THE SPECTRE of a global recession, triggered by a collapse of the Japanese economy, emerged yesterday, spreading jitters through the financial markets and overshadowing a high-level meeting of the world's leaders today.

A chilling warning by the head of Sony, one of the world's largest corporations, that his country's economy was on the verge of disintegrating, came on the heels of a sequence of dismal economic news from Tokyo.

Norio Ohga, Sony president, said: "The Japanese economy is on the verge of collapsing ... If the economic situation continues to decline, we will face a long spiral of deflation. This will no doubt have a damaging effect on the world economy."

Although his words were addressed to foreign reporters - and therefore to the wider world - the message compounded a bad day for the stock and currency markets in Japan.

In a bitter personal attack, Mr Ohga compared Ryutaro Hashimoto, the Japanese Prime Minister, to Herbert Hoover, the American President who led the country into the Great Depression in 1929.

Mr Ohga's remarks, the strongest public criticism by a senior businessman of Mr Hashimoto's handling of the economy, came at the end of a grim day in Tokyo in which bad news from the business sector caused a further dive on the stock exchange. Economists also confirmed Japan was in recession.

The Nikkei share average experienced its biggest one-day fall of the year, closing at 15,702.9, a plunge of 538.76 points or more than 3 per cent. The drop followed the publication by the Bank of Japan of its quarterly survey of business confidence which revealed that morale is even lower than expected.

The Bank of Japan's "diffusion index", the difference between major manufacturers reporting favourable conditions and those experiencing hardship, was minus 31, compared to minus 11 three months ago.

"A broad-based recession is thus confirmed," said Jesper Koll, JP Morgan's chief economist in Tokyo. "Now a complete downward spiral adjustment is in evidence - corporations are adjusting down sharply their targets ... it will take at least one full year to reverse."

Mr Ohga's attack came as Mr Hashimoto was about to land in London for two days of talks with heads of government for the Asia Europe Business Forum. He has come under intense criticism from Europe and especially from the US for doing too little to stimulate domestic demand. Last week, the Japanese government announced a 16 trillion yen package of public spending while Wednesday saw the launch of the so-called "Big Bang", an ongoing programme of financial reform and liberalisation.

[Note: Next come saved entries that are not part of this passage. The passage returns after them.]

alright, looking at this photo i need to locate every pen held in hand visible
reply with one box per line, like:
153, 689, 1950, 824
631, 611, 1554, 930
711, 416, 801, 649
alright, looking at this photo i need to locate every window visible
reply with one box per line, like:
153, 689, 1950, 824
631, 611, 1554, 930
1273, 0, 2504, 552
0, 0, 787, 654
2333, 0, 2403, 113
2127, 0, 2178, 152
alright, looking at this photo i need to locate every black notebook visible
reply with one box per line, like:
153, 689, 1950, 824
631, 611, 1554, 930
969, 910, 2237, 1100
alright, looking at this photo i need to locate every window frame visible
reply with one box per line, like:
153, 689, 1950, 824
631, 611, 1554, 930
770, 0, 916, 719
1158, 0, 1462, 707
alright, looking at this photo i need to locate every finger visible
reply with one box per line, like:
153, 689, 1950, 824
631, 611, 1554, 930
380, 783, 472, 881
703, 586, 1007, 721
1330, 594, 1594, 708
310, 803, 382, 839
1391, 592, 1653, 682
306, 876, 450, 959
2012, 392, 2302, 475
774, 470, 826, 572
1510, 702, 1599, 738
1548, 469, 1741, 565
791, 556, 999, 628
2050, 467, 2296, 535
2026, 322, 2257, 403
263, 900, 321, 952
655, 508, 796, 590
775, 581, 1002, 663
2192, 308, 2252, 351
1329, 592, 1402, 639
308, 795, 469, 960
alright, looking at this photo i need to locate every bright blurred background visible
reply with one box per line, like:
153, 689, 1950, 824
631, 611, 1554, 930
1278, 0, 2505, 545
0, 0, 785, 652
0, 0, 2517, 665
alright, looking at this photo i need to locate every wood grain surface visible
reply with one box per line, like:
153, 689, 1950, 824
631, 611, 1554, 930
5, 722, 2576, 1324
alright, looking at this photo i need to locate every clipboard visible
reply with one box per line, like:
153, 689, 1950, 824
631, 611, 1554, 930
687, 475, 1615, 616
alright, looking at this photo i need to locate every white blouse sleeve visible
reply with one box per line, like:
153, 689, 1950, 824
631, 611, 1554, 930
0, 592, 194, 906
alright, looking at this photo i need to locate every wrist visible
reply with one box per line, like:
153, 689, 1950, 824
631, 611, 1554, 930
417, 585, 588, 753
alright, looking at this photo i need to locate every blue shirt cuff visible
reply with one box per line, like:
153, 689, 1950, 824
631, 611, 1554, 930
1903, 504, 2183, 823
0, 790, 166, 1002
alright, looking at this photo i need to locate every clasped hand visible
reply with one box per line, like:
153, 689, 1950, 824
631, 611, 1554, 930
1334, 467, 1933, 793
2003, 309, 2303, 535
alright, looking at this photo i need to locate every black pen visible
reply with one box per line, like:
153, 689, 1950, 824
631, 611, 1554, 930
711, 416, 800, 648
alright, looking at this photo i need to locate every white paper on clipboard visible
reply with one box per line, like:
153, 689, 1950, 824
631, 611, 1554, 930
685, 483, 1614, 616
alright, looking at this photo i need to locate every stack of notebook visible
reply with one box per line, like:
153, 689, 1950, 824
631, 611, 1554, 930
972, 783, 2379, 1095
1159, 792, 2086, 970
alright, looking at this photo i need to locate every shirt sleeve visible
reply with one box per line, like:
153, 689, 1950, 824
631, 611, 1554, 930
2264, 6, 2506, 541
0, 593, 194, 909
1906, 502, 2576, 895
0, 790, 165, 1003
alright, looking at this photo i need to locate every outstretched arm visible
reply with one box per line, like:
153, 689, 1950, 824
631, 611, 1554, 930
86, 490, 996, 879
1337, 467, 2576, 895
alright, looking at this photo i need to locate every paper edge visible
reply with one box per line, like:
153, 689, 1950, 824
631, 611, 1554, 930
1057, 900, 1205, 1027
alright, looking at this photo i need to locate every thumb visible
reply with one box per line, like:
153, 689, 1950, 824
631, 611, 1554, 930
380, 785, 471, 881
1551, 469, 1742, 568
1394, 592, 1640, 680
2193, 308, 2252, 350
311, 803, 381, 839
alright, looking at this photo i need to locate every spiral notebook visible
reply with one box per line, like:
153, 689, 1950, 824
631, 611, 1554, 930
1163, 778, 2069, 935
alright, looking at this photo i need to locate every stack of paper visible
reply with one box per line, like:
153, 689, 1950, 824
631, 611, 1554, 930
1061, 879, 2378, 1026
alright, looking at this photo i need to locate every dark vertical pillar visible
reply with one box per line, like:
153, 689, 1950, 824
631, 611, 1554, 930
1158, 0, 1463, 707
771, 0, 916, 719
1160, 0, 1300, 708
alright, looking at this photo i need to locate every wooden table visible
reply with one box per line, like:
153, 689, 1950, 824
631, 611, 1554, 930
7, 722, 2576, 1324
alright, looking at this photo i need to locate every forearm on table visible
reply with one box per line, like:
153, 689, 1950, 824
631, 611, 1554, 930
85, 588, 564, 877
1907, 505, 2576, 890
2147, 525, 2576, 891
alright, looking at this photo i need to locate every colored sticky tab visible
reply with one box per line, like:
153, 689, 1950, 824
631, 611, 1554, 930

The "Big Bang" is intended to increase the efficiency of Japanese finance companies by forcing them to compete with foreign and domestic competitors - but before that happens, a number of weak firms are likely to go out of business.

The economic package disappointed businessmen like Mr Ohga because it contained no specifics of how the money will be spent. "The plan seems to call for more investment in the public sector," he said last night.

"However, I believe what we need now more than ever is to stimulate consumer demand." Neither measure succeeded in halting the recent downward trend of the markets.

Hopes of an export-led recovery are slim for two reasons: the Asian economic crisis has wiped out demand in South-east Asia, previously one of Japan's biggest markets; and the United States is determined not to allow its long-standing trade deficit with Tokyo to grow once again.